"Siempre que llovió..."
Capítulo XXI
Otra entrega de la obra inaudita e inédita de Eduardo Wolfson
Don
Pedro, vecino dependiente de una magra jubilación, no se atrevía a darle
crédito a lo que sus sentidos le dictaban. Se frotó las manos y luego los ojos.
-Esto
es una alucinación colectiva doña Paulina -refirió a la comadre que observaba
asombrada mordiéndose las uñas-. Y se lo
afirmo -agregó- porque en estos
últimos años como no tenía nada que hacer, ni dinero para salir, me dediqué
meticulosamente a la investigación de estos fenómenos. Le vuelvo a repetir para
que no se haga ilusiones. Sólo se trata de una alucinación colectiva.
Pero a
Paulina, no le interesaba esa sabiduría acumulada desde que el hombre
desapareció para convertirse en sombra.
La
mujer se introdujo en su casa, dejando a don Pedro filosofando solo. Al rato volvió
a salir pero muy cambiada. El hombre todavía estaba allí, tratando de
explicarle a otro cercano como funcionaba la alucinación.
Paulina
atravesó el pasillo sin que los conversadores se percataran.
Ya,
caminando por la calle, padeció temor a ser reconocida. Su cambio de atuendo,
al fin, le dio seguridad. Gracias al maquillaje y un corsé atrasó el calendario
en unos diez años. La viuda no aparentaba más que cuarenta. Unas piernas bien
torneadas y una cabellera compacta, larga y cepillada contribuyeron y en mucho,
a su proyecto. Con recato y mojigatería transitó las primeras aceras extraviada
entre la gente.
Tuvo la
sensación que esa ciudad no era la suya. La algarabía de esas personas
desconocidas a su alrededor, le produjo satisfacción.
A
medida que avanzaba sus pasos fueron haciéndose más firmes y sus movimientos
más insinuantes. No tardó mucho en escuchar las primeras groserías amparadas en
la muchedumbre. Supo enseguida, que era ella, la fuente de inspiración de los
dichos espontáneos y descarados. Estas peripecias solo reforzaron su
determinación. Envuelta en risas y en aromas nuevos, Paulina se dejó llevar.
En una
arteria atestada de puestos precarios, con luces mortecinas y parejas danzando,
abandonadas a un ritmo chámamecero, probó un choripán. En ese ambiente de
carnestolendas y feria persa, sus nalgas endurecieron frente al primer pellizco.

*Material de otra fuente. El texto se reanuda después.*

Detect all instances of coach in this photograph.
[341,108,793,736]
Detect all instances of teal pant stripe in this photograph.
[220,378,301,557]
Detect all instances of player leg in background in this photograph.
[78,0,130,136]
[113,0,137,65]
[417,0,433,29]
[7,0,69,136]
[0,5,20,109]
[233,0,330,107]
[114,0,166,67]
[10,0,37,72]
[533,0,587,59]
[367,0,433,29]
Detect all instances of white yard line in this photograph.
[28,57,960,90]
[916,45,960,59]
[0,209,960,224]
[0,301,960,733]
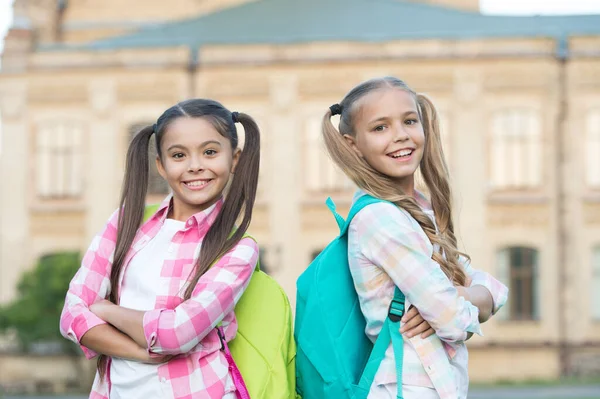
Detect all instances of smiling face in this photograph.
[156,117,240,221]
[344,87,425,194]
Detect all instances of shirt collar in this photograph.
[352,189,433,212]
[156,194,224,232]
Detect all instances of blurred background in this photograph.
[0,0,600,398]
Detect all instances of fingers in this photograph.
[400,312,429,334]
[421,327,435,338]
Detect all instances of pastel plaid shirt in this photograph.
[60,196,258,399]
[348,191,508,399]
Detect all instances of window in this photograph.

Contra todo lo previsible Paulina se sintió halagada.
Vislumbró
a sus espaldas un tumulto de personajes amotinados. Hilando un poco más fino,
entre ellos, encontró a su primer cliente. Primero la convidó con un whisky,
estaban parados, apoyados sobre un tablón sostenido por dos pilas de ladrillos.
Más tarde, un pequeño chubasco, los obligó a refugiarse con muchos otros, y dos
porciones de pizza, a la entrada de un zaguán.
Paulina
pensó que en una ciudad sitiada y televisada, era prácticamente imposible
poseer un sitio privado para trabajar.
Mientras
un poco de salsa y muzzarella, se las arreglaban para diseñarle una
condecoración tibia en el escote, ella trataba por todos los medios, que la
mano desocupada de él no descubra el corsé.
-No, en
mi casa es imposible, ¿Qué van a pensar los vecinos?
Paulina
sospechaba que su nueva ocupación no tenía alternativa de consumarse.
Pero a
él le brillaban los ojos, así que concluyó:
-Vamos a mi motorhome, lo tengo estacionado
a una cuadra del sanatorio.
Esa
noche, para Paulina fue especial, pero los días posteriores mucho más
lucrativos. En la puerta de su carromato, el forastero armó un escenario de
títeres para representar tres versiones diferentes, todas de su autoría, sobre
la vida, tragedia y heroísmo de Virginia. Recaudación a la gorra y ganancias
magras.
Paulina
y el extraño llegaron a una alianza ventajosa. A cambio del uso de la casa
rodante, la mujer cedía parte de sus honorarios. Él manifestó con toda firmeza:
-Si
hay negocio debe ser para beneficio de ambos.
Sin
glotonería, a pocos metros de la catedral y sobre ruedas, Paulina con un
orgasmo selló el acuerdo con el desconocido.